A World Full of Images
Over time, Dorothea developed a special gift — she saw beauty in things that others didn’t even notice. As she walked the streets of New York City, she discovered a world full of images. She saw poor immigrants struggling to make lives for themselves in America. She saw the homeless walking the same streets as the wealthy. Even before she held a camera in her hands, Dorothea captured these pictures in her mind and heart.

One of Dorothea’s journeys led her to the door of Arnold Genthe, a portrait photographer. She didn’t have much experience with photography, but in 1914, she convinced Genthe to make her his assistant. He taught her how to take portraits and work with cameras, studio lights, and negatives. She watched everything he did and soon became an accomplished photographer.

Photos Worth Taking
In 1919, camera in hand, Dorothea Lange traveled to San Francisco. She set up her own portrait studio and became successful photographing the rich and famous. Ten years later, when the Great Depression began, things changed for everyone, including Lange.

People all over the country lost their jobs. Businesses closed, and fewer people could afford Lange’s portraits. Her business suffered, but she saw this as a mixed blessing. She realized that she wasn’t very happy only creating portraits for pay.

Lange struggled to decide what to do next. She took a vacation to help her make a decision. Walking alone in the mountains, she remembered the pictures she had filed away in her heart from her childhood, of bustling markets and hard-working immigrants. Suddenly, she knew what to do.

“I had to take pictures and concentrate upon people, only people,” she said. “All kinds of people, people who paid me and people who didn’t.”

Lange wandered the streets of San Francisco, just as she had done as a child in New York City. She watched people around her going about their lives. One day, she took a photo of people waiting in a bread line. She hung that photo in her studio with the portraits, and realized that it was more powerful than all of the work she had done before.

Struggles and Strength
The state of California soon hired Lange to photograph the living conditions of migrant farm workers. She traveled out of San Francisco to the camps where migrants from the Midwest came to try to find work. In one camp, she came across a woman and her family on the brink of starvation. “I saw and approached the hungry and desperate mother. She said that they had been living on frozen vegetables from the surrounding fields, and birds that the children killed.”
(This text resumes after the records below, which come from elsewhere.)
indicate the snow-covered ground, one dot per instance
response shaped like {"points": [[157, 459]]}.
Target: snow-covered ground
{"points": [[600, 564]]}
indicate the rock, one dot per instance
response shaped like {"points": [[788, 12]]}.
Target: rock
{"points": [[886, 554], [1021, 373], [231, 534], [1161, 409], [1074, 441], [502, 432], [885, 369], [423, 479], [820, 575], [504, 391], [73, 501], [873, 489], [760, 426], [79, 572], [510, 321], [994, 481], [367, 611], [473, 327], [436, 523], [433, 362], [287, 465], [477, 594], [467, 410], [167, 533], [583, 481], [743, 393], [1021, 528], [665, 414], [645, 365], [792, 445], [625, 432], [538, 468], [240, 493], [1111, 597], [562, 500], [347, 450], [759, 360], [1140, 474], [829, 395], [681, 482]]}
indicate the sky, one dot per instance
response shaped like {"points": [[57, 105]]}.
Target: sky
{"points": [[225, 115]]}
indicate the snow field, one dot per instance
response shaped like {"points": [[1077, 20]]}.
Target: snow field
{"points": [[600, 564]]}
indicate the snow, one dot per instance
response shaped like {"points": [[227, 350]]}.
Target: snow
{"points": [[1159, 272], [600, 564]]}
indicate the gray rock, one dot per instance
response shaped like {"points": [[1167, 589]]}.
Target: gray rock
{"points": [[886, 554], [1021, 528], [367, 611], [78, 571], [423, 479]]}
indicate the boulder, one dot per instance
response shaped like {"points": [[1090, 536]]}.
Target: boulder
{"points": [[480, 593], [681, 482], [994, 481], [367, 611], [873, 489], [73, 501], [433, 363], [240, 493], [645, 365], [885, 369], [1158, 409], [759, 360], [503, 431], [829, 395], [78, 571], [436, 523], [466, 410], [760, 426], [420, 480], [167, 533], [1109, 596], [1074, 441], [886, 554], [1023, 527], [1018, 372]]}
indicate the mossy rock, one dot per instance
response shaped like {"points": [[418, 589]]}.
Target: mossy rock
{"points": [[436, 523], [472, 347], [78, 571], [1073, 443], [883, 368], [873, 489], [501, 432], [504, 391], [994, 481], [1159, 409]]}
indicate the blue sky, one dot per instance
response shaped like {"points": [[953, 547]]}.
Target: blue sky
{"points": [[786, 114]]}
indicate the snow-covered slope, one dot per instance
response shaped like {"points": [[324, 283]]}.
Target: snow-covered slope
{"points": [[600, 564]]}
Lange was appalled by the way these families were living. She took photographs of the woman and her children, and of other people in the camp. When people saw those photographs, they were shocked as well. In fact, the federal government rushed 20,000 pounds of food to the workers in that camp, mainly because Lange had brought attention to them.

The pictures Dorothea Lange took during the Great Depression captured people’s despair and their hopelessness. But the photos also captured their pride and honor. She saw in these people a determination that even the Great Depression could not take away. Using her camera, Lange kept a record of people who would have otherwise been forgotten. When President Franklin Roosevelt began a program to help those people most affected by the Depression, Dorothea Lange’s photographs played an important role in bringing aid to many migrant workers.

Throughout her life, Lange believed that “a camera is an instrument that teaches people how to see.” She hung her camera around her neck almost every day. The pictures she made decades ago are still teaching us to see that beauty can always be found in the strength and determination of the human spirit.

Question: How did the Great Depression impact Lange's career?